Николя понял, что надо умерить натиск.
– Ну, не знаю, – сказал он. – На что-нибудь дерзкое или даже опасное. Рискнуть всем ради того, чтобы получить все.
Катерина Ивановна посмотрела на воду.
– Это зависит от того, ради кого надо совершить что-то важное, как вы изволили заметить, – ответил она, рассматривая залив.
– Как это необыкновенно! Неужели на преступление решились бы?
– Господин Гривцов!
– Простите, простите меня, королева!
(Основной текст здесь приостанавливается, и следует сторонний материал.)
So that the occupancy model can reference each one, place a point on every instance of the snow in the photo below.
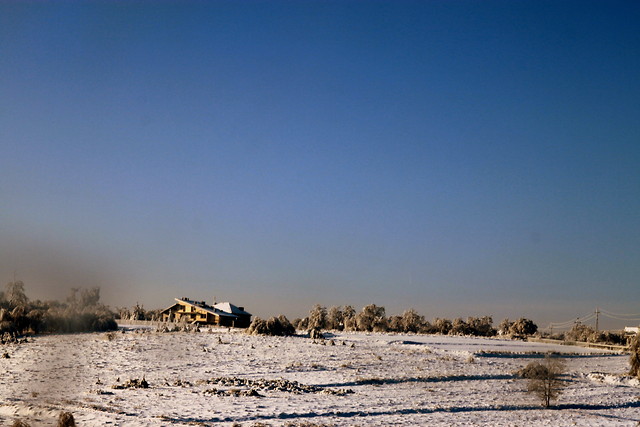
(205, 378)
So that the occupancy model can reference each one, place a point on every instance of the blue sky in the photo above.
(461, 158)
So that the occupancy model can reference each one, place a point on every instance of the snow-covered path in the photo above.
(360, 379)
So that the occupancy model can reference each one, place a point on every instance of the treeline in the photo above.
(584, 333)
(81, 312)
(372, 318)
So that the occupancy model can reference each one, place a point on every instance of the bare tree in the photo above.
(335, 319)
(523, 326)
(349, 318)
(318, 317)
(442, 326)
(634, 360)
(544, 378)
(15, 294)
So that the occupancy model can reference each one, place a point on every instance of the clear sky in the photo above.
(458, 157)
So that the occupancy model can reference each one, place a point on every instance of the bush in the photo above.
(634, 359)
(544, 378)
(65, 419)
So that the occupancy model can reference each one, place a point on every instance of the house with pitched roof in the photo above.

Только это жестоко.
– Что же тут жестокого?
– Поманили и на самом интересном месте книжку захлопнули.
– Какой вы, Гривцов, еще мальчик…
– Ничего, это скоро пройдет, – ответил он, глядя ей в глаза.
Катерина Ивановна не отвела взгляд.
– Когда есть ради кого, не так важно, как это называется, – сказала она. – Надеюсь, теперь ваше любопытство удовлетворено.
Торопливо извинившись, Николя спросил, как она провела вечер.
– Без вас было скучно, – сказала она, вставая. – Не знаю, чем заняться сегодня.
– Только прикажите. Все к вашим услугам!
– Приятно слышать. Тогда заезжайте за мной в десятом часу, поедем, покатаемся.
Королеве обещали исполнить приказание в точности. Катерина Ивановна подхватила узелок, на котором проступали сырые пятна, отказалась от провожаний и простилась до вечера. Как только она дошла до кустов, за которыми кончался пляж, за ней поднялся полноватый юноша, метнувший в Николя злобный взгляд. Что было исключительно забавно.
Николя уже хотел удобно усесться, но обнаружил, что шезлонг уже обрел нового хозяина, который, сидя в нем, делал вид, что не слезал с прошлого сезона. Такое мелкое происшествие не смогло испортить настроение. Николя понравилось, как он не растерялся от неожиданной встречи и выведал такую интересную черту ее характера. Он помахал затылку, что торчал над шезлонгом, и пошел умыться. Стало действительно жарковато.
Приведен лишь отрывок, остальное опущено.